A key design decision is whether to use a single model or multiple models working together.

In [None]:
# Visualization: Single vs Multi-Model

fig, axes = plt.subplots(1, 2, figsize=(14, 6))

# Single Model
ax = axes[0]
ax.set_xlim(0, 100)
ax.set_ylim(0, 100)
ax.axis('off')

# Input
rect = plt.Rectangle((10, 40), 20, 20, facecolor='#3498db', edgecolor='white', lw=2)
ax.add_patch(rect)
ax.text(20, 50, 'Input', ha='center', va='center', color='white', fontweight='bold')

# Model
rect = plt.Rectangle((40, 35), 25, 30, facecolor='#e74c3c', edgecolor='white', lw=2)
ax.add_patch(rect)
ax.text(52.5, 50, 'Single\nModel', ha='center', va='center', color='white', fontweight='bold')

# Output
rect = plt.Rectangle((75, 40), 20, 20, facecolor='#27ae60', edgecolor='white', lw=2)
ax.add_patch(rect)
ax.text(85, 50, 'Output', ha='center', va='center', color='white', fontweight='bold')

# Arrows
ax.annotate('', xy=(40, 50), xytext=(30, 50), arrowprops=dict(arrowstyle='->', lw=2))
ax.annotate('', xy=(75, 50), xytext=(65, 50), arrowprops=dict(arrowstyle='->', lw=2))
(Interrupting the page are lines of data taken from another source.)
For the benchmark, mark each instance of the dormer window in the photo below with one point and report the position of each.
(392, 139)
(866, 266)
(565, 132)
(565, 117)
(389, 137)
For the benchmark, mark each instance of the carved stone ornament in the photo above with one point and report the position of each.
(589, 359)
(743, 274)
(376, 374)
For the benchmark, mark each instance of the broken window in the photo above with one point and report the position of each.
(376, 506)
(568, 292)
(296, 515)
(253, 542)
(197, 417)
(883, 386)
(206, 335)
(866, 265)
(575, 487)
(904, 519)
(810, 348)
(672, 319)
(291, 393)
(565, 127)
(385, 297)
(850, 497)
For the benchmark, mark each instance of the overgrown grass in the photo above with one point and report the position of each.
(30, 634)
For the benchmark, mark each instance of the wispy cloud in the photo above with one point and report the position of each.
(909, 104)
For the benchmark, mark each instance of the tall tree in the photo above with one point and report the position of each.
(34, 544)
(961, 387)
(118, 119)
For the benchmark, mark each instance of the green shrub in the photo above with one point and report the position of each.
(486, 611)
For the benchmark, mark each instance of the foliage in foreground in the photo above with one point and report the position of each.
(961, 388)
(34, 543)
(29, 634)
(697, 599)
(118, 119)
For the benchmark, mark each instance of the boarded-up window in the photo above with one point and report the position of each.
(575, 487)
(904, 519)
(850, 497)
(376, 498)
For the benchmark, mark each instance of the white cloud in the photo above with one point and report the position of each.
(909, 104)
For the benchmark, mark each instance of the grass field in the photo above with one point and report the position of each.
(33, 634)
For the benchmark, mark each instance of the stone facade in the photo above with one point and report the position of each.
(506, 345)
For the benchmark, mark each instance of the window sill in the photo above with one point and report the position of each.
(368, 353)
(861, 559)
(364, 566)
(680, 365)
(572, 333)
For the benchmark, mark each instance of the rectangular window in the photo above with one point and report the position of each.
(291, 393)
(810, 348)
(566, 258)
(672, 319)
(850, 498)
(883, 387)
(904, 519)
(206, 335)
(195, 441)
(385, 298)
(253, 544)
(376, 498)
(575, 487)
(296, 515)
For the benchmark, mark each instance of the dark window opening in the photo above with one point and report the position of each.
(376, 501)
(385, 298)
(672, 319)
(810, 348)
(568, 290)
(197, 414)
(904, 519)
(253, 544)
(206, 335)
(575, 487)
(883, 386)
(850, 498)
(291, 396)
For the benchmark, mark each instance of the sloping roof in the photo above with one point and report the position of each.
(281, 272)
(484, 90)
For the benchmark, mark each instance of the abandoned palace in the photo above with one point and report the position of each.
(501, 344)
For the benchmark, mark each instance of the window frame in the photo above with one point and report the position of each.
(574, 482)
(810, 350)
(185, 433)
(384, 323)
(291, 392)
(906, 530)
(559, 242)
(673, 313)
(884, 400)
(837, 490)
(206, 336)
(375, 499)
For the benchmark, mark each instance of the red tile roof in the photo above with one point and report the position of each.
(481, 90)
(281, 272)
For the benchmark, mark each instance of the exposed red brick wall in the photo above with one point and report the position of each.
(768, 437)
ax.set_title('Single Model Architecture', fontsize=12, fontweight='bold')

# Multi-Model
ax = axes[1]
ax.set_xlim(0, 100)
ax.set_ylim(0, 100)
ax.axis('off')

# Input
rect = plt.Rectangle((5, 40), 15, 20, facecolor='#3498db', edgecolor='white', lw=2)
ax.add_patch(rect)
ax.text(12.5, 50, 'Input', ha='center', va='center', color='white', fontweight='bold', fontsize=9)

# Model 1: Candidate Generation
rect = plt.Rectangle((25, 55), 20, 25, facecolor='#e74c3c', edgecolor='white', lw=2)
ax.add_patch(rect)
ax.text(35, 67.5, 'Candidate\nGen', ha='center', va='center', color='white', fontweight='bold', fontsize=8)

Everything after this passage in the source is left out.